Lots of people tried to talk her out of the bike trip. When she would ask if they had tried it, or if anyone had tried it, the answer was always no.
Her response was that she wanted to try.
In Rockport, she said, “The next time you have a dream, before anyone dissuades you, see if you can do it.” And that guided her through the race, which was a test of endurance and seamanship. Neuschäfer had built both while delivering yachts around the world.
Sailing with nature documentary film crews made her familiar with the southern oceans. Maine is where her dream started to become a reality with key people helping her find the right partner for the race in the Minnehaha, a 36-foot Cape George built in Port Townsend, Washington.
The pandemic increased the challenges as the borders closed between Neuschäfer in Maine and the boat, which was anchored in Newfoundland. She spent a year in Prince Edward Island repairing and outfitting the boat before sailing it home to South Africa and then back north to France. Before the race even started, Neuschäfer and the Minnehaha were connecting points on the globe.
The boat is heavy by design with a fiberglass hull. Boats in the race are built for endurance and the ability to navigate them solo rather than for speed.
People often ask her how she provisioned the boat for a nine-month sail. As she was making final preparations in France before the start of the race, she was offered almost 100 glass jars full of food.

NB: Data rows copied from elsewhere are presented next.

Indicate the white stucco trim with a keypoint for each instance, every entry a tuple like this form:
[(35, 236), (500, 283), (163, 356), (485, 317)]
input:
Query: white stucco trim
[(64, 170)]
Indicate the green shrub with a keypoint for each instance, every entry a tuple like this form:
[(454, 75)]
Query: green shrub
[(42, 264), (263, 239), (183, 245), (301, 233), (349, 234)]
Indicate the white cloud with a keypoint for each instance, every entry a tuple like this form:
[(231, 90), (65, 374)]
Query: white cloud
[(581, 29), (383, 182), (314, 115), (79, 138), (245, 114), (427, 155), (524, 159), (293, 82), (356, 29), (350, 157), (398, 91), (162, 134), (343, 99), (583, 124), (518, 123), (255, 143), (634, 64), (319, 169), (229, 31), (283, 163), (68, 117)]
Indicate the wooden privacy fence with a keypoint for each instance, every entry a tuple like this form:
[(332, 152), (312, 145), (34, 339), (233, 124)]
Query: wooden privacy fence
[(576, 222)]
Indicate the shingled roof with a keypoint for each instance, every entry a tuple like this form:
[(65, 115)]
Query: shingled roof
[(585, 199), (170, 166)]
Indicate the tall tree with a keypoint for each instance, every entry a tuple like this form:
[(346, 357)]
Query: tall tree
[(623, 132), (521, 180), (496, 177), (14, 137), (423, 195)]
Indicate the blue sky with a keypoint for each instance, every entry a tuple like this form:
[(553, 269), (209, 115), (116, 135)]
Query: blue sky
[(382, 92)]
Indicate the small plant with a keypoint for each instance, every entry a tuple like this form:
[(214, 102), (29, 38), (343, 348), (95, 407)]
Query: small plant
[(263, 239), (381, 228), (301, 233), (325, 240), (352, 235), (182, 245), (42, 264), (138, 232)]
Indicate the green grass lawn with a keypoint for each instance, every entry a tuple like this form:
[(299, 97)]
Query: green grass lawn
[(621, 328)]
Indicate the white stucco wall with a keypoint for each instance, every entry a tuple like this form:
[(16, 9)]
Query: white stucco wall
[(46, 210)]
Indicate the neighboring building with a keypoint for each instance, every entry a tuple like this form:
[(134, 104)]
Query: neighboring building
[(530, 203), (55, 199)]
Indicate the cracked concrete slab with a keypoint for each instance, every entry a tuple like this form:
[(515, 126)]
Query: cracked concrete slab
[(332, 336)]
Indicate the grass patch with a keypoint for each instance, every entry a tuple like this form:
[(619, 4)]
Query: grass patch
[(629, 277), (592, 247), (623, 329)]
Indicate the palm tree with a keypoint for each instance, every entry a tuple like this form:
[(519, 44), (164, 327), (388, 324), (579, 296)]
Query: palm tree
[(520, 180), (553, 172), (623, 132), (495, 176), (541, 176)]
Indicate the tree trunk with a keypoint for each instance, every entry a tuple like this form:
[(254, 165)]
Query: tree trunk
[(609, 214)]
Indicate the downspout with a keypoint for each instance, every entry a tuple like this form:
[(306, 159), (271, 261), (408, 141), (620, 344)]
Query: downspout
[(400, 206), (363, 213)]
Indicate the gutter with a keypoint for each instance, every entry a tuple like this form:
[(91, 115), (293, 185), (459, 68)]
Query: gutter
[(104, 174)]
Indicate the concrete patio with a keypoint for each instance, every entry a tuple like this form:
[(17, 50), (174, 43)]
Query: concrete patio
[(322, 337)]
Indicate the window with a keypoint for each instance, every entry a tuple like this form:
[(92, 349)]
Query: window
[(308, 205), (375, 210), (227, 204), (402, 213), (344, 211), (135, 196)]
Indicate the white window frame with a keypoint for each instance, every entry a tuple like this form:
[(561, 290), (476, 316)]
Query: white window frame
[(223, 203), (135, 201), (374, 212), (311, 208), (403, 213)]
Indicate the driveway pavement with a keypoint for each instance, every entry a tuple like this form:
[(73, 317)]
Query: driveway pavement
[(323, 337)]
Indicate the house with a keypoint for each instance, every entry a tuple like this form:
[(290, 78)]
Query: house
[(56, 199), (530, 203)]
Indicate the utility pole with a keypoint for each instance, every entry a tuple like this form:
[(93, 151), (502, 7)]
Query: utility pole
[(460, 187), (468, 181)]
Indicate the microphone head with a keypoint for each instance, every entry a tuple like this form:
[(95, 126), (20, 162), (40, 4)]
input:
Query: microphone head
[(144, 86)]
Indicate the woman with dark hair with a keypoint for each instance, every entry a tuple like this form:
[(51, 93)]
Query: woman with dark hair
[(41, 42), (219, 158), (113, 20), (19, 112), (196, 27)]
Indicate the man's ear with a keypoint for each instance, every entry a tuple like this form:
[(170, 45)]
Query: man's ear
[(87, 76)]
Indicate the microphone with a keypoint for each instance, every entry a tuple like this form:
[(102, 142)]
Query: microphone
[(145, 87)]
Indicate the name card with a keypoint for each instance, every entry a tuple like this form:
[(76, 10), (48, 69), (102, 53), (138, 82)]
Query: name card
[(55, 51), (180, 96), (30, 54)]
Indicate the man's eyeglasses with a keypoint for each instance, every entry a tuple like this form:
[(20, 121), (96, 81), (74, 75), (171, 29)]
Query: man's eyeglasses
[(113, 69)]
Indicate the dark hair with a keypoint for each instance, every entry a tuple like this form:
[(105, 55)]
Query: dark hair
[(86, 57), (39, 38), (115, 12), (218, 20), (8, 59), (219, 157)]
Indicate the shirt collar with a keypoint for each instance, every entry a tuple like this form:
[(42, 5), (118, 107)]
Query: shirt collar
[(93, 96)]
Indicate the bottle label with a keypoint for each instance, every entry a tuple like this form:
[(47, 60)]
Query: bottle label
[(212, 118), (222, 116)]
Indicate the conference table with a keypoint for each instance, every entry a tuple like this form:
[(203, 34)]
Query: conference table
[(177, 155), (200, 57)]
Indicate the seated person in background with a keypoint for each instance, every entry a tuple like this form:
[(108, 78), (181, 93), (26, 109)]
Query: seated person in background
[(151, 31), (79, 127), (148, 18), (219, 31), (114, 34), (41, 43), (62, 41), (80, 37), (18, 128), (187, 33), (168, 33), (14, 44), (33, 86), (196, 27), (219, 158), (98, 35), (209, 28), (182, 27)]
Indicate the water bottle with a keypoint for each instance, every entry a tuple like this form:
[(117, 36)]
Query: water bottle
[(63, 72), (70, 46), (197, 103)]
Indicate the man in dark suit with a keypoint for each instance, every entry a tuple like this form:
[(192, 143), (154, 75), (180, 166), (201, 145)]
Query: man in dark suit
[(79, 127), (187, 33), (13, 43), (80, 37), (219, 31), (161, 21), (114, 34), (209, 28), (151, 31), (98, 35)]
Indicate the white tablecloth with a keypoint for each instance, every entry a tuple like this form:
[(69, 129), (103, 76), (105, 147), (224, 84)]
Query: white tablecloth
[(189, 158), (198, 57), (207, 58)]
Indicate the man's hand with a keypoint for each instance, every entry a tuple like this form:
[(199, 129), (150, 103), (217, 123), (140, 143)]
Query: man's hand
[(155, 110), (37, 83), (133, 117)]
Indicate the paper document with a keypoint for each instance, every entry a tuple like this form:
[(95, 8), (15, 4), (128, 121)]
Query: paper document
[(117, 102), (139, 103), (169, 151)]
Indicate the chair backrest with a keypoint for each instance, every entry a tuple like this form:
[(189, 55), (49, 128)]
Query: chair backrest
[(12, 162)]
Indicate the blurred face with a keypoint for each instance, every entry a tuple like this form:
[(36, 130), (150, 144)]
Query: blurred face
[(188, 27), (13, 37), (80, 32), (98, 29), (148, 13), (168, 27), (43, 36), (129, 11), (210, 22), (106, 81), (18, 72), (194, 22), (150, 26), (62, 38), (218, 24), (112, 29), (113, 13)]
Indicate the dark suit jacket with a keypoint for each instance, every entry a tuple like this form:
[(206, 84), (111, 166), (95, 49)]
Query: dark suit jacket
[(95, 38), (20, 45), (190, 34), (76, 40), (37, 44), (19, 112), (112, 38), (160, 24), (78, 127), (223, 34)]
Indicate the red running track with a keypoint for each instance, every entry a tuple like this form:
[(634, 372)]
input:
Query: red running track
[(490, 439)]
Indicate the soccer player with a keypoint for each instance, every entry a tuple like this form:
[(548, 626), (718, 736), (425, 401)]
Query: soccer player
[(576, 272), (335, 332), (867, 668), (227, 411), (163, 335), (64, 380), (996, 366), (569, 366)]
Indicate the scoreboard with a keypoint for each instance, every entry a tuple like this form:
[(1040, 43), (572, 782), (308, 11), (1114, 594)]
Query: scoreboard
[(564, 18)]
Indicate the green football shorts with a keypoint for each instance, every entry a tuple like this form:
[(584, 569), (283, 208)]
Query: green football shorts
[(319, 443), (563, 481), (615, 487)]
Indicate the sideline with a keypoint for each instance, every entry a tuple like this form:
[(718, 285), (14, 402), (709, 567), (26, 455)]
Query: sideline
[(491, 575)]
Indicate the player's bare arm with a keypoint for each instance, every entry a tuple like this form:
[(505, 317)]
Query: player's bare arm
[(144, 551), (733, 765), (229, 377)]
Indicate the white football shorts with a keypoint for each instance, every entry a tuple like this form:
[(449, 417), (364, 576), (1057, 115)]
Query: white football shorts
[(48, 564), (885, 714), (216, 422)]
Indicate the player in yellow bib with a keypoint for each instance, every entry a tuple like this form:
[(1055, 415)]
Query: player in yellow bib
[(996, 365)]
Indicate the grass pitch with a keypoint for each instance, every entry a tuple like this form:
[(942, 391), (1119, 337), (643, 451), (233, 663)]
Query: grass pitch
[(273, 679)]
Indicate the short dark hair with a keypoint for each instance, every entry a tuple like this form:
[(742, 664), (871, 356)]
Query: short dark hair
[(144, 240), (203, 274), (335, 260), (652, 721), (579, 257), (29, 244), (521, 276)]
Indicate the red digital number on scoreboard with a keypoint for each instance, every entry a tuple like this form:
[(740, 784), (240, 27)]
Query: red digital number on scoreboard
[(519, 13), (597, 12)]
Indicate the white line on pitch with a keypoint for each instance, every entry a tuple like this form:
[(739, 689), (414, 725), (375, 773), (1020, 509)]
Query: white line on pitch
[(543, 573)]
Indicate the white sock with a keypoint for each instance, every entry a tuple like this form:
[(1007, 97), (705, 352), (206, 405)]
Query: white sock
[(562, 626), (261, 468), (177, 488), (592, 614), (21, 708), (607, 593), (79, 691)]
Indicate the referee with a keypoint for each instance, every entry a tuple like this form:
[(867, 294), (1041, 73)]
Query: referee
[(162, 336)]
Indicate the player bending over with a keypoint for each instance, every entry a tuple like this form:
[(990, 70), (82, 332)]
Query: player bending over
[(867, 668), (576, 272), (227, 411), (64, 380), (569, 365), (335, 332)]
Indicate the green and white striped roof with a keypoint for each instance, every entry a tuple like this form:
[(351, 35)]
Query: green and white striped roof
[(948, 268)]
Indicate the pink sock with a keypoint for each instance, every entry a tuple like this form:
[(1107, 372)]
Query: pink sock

“Everyone was going to have to take a heavy load, but not everyone was going to have French gourmet food,” she quipped, showing the audience a photo of the glass jars lined up on deck waiting to be stowed. She also took along books as “food for the mind.”
When an audience member asked her if her boat would go in a museum, she replied that the Minnehaha was taking a well-deserved rest, but she is still in good shape and wants to sail.
“Nine months goes by in the blink of an eye.” She said, “I’d do it again for the sailing, but maybe not for the race.”
Proceeds from her Rockport appearance benefited the Camden Area Youth Seamanship Program, a nonprofit that provides sailing and seamanship instruction to kids in the Camden community.